III. О скептицизме Гассенди

III. О скептицизме Гассенди

Под таким названием, как уже упоминалось, был издан французский перевод диссертации Анри Берра. Первоначальное заглавие этой написанной по-латыни диссертации: «Правомерно ли зачисляют Гассенди в скептики?» Вопрос этот повторяет и Сортэ: «Был ли он действительно скептиком?» (67, стр. 251). До сих пор это один из наиболее оживленно дебатируемых среди современных исследователей философии Гассенди вопросов.

Автор новейшей монографии о философии Гассенди — Оливье Рене Блош (тщательно изучивший не только печатные первоисточники и литературу о Гассенди, но и многочисленные манускрипты, сохранившиеся в различных как французских, так и зарубежных архивах) исходит при решении этого вопроса из того, что скептический и агностический мотивы — перманентная тема сочинений Гассенди (28, стр. 79). Скептические доводы характерны и ярко выражены не только в первой его работе, но неоспоримо и то, что они сохранились и во всех последующих его произведениях (28, стр. 81) и являются перманентными в его философии (28, стр. 105).

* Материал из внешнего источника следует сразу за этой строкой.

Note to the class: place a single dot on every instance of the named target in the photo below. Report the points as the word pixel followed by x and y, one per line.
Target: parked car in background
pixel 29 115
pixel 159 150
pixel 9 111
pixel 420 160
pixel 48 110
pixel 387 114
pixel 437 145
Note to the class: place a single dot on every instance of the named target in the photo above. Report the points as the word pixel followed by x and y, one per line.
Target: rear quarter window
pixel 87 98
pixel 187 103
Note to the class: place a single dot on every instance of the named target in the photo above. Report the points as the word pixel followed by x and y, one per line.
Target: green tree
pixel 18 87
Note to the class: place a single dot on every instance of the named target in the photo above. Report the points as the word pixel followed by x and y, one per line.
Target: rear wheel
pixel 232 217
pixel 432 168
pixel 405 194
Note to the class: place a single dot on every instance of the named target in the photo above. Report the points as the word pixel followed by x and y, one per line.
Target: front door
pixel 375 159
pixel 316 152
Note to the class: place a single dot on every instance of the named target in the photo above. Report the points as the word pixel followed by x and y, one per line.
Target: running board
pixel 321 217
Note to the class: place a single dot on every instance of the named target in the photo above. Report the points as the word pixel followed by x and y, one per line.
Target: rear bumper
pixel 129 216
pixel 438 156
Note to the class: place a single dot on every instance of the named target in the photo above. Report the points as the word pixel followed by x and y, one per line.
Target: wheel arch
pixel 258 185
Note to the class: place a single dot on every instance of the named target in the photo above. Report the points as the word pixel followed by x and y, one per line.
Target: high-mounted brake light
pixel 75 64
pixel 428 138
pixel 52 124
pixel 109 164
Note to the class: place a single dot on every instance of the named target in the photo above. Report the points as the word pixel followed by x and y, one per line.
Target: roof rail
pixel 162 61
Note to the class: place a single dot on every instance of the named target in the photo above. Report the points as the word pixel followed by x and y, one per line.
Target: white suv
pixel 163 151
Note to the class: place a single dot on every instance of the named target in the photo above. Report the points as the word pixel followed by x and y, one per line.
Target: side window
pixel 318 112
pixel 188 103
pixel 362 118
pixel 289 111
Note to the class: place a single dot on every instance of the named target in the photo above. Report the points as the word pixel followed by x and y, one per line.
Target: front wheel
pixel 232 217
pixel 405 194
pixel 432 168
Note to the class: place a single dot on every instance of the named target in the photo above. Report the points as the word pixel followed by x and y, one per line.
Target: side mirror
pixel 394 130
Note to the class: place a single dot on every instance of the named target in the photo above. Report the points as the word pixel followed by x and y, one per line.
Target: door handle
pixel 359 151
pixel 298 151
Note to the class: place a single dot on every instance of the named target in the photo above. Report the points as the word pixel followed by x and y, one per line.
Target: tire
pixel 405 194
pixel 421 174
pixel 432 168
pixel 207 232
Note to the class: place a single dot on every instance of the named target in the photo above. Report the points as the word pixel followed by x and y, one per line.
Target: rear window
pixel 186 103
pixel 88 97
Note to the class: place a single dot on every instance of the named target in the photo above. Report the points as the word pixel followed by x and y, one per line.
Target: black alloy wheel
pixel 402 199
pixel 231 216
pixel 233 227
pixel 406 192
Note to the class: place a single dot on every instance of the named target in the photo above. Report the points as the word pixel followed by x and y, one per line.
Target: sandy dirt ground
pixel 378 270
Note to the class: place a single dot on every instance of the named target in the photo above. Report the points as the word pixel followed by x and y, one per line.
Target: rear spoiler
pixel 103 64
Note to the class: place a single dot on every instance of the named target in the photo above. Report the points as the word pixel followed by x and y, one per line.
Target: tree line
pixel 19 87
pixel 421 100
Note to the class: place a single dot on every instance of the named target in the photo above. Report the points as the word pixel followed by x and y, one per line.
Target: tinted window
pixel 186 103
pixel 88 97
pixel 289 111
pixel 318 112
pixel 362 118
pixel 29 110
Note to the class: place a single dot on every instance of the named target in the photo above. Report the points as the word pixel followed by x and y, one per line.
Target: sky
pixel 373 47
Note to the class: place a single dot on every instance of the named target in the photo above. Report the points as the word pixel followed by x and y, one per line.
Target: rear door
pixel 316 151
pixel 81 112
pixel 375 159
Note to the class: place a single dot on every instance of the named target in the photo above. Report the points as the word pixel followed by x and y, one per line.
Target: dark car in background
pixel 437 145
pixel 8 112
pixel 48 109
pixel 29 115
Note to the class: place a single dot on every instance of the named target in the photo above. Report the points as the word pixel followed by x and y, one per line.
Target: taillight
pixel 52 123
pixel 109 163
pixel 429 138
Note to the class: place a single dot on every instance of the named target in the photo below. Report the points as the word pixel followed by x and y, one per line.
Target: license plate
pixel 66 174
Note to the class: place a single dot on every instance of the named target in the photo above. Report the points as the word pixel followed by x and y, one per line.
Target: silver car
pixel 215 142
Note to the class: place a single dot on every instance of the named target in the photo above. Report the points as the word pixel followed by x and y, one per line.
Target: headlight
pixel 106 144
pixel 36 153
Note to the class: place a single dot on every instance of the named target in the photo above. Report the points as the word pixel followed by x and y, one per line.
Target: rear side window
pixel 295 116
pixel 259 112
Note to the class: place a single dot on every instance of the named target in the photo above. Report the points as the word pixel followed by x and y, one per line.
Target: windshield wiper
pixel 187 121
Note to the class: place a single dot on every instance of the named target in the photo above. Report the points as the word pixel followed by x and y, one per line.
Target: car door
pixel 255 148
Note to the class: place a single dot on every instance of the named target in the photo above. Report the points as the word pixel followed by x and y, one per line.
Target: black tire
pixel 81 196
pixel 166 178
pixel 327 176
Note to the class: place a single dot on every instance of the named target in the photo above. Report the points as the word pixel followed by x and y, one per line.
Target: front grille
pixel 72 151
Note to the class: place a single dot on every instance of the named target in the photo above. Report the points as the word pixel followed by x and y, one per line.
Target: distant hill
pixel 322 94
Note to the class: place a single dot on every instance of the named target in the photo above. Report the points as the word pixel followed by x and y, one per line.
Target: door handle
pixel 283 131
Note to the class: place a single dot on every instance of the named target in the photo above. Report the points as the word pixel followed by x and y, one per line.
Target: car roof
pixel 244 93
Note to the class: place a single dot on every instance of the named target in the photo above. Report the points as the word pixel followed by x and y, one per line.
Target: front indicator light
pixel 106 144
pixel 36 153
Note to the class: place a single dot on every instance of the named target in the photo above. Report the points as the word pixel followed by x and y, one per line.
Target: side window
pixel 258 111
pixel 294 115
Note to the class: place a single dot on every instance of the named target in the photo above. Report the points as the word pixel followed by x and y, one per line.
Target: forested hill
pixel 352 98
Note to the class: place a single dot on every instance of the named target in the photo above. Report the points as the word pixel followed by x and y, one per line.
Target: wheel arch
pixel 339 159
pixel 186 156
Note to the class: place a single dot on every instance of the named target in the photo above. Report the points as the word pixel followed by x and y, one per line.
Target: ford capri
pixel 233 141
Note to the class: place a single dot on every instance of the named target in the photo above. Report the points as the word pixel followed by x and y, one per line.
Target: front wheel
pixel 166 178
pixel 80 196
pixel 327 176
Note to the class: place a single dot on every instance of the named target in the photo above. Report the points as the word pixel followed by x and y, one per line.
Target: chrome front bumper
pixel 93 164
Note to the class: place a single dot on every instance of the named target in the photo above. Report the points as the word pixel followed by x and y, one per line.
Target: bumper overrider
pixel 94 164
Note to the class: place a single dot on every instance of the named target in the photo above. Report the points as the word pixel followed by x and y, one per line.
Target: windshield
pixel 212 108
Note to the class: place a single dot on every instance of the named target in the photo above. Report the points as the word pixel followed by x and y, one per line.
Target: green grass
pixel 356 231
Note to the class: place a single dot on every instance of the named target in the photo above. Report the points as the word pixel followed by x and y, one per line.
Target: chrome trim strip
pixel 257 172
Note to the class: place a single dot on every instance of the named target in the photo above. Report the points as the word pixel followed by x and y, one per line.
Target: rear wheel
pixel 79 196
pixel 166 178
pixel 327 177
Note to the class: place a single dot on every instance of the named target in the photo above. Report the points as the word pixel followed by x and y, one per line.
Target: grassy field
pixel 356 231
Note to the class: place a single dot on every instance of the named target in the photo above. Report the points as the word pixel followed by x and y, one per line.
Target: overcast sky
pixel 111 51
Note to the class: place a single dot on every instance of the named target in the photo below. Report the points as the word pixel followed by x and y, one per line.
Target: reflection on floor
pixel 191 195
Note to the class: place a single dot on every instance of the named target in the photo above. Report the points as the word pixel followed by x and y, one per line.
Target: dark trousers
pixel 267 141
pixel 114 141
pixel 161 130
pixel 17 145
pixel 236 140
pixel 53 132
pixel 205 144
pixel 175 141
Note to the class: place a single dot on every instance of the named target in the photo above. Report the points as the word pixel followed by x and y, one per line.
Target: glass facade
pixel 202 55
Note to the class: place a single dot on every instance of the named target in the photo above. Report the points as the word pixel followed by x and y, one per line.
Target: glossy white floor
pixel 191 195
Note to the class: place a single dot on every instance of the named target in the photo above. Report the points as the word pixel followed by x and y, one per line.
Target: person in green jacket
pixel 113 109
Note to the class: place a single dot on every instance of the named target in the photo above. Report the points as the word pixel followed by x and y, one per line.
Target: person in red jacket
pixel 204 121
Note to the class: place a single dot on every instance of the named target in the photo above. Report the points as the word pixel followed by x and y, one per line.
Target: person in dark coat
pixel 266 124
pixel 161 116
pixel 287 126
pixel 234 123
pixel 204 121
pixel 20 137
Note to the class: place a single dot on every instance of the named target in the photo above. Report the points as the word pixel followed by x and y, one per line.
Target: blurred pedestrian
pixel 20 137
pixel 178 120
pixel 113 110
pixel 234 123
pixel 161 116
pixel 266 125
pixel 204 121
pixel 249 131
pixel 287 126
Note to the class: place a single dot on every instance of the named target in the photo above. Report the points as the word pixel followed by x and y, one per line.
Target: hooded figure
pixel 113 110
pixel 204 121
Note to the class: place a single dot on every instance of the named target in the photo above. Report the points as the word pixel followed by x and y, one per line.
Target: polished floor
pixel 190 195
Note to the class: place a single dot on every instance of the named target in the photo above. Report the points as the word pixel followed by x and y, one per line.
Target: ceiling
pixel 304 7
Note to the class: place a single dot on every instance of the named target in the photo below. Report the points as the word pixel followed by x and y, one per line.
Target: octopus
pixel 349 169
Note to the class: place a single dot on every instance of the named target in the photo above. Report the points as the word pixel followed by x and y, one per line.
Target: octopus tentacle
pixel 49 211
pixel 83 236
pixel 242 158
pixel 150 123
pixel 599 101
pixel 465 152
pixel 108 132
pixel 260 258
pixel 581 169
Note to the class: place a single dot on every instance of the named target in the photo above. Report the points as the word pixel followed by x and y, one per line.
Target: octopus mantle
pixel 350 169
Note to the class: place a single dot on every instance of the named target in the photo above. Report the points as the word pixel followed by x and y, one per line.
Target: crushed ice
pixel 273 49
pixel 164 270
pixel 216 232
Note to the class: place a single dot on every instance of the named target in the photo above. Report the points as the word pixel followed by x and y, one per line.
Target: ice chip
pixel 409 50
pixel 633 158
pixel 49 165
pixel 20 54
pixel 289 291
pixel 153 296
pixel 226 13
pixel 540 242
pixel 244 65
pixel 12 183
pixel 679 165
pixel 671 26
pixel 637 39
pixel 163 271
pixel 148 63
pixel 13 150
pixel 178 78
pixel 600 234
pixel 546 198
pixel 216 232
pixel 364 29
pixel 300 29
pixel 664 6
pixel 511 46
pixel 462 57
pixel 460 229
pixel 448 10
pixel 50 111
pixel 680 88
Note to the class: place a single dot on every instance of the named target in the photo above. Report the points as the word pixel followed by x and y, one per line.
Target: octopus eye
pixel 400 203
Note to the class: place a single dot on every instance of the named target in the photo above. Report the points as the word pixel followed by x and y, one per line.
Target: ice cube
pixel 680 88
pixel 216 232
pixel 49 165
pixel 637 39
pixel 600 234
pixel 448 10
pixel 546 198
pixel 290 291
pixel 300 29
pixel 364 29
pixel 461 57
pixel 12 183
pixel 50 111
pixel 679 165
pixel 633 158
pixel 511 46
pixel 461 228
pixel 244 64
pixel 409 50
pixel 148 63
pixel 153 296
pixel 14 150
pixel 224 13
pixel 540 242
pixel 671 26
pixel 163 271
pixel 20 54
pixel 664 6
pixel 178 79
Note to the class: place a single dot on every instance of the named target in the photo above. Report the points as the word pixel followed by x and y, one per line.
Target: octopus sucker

«…Из всех философских учений мне ничто никогда не было так по душе, как прославленная непознаваемость… академиков и пирронистов, — предупреждает читателей „Парадоксальных упражнений“ их автор в своем предисловии (5, т. 2, стр. 10)… Именно в этой книге, — продолжает он, — главным образом доказывается беспомощность и недостоверность человеческого познания и человеческой науки, именно здесь утверждаются основы пирронизма и подробно обосновывается знаменитое положение: ничто не может быть познано» (5, т. 2, стр. 16). А заканчивая книгу, Гассенди замечает: «О Пирроне и скептиках нам нечего здесь добавить, поскольку в этом Упражнении мы полностью идем по их следам…» (5, т. 2, стр. 380).

Казалось бы, какие после этих высказываний могут оставаться сомнения в скептицизме философии Гассенди? Остается лишь проследить, сохранились ли его первоначальные убеждения в последующей деятельности. Но, проделав эту работу, Блош пришел к выводу, что «по существу отношение или отношения Гассенди к скептицизму вовсе не подверглись эволюции…» (28, стр. 23).

Приведенное выше заявление Гассенди, что важнейшим философским источником его учения послужил скептицизм (притом этим источником был не только античный скептицизм Пиррона и Секста Эмпирика, но и эпохи Ренессанса — Монтеня и Шаррона), является совершенно бесспорным. Но прежде всего быть источником и быть составной частью учения — вещи совершенно разные. Как использован, как переработан, преобразован источник в новом учении? Как, в каком направлении, против чего и кого направлен скепсис? Ведь если он и был составной частью, нельзя забывать, что скептицизм скептицизму рознь и историческая роль и функция его в истории философии совершено различны на разных этапах борьбы двух лагерей в философии. Вот почему дискуссия о скептицизме Гассенди вполне правомерна и, как доказывают ее результаты, имеет большое значение для правильной оценки его философской позиции.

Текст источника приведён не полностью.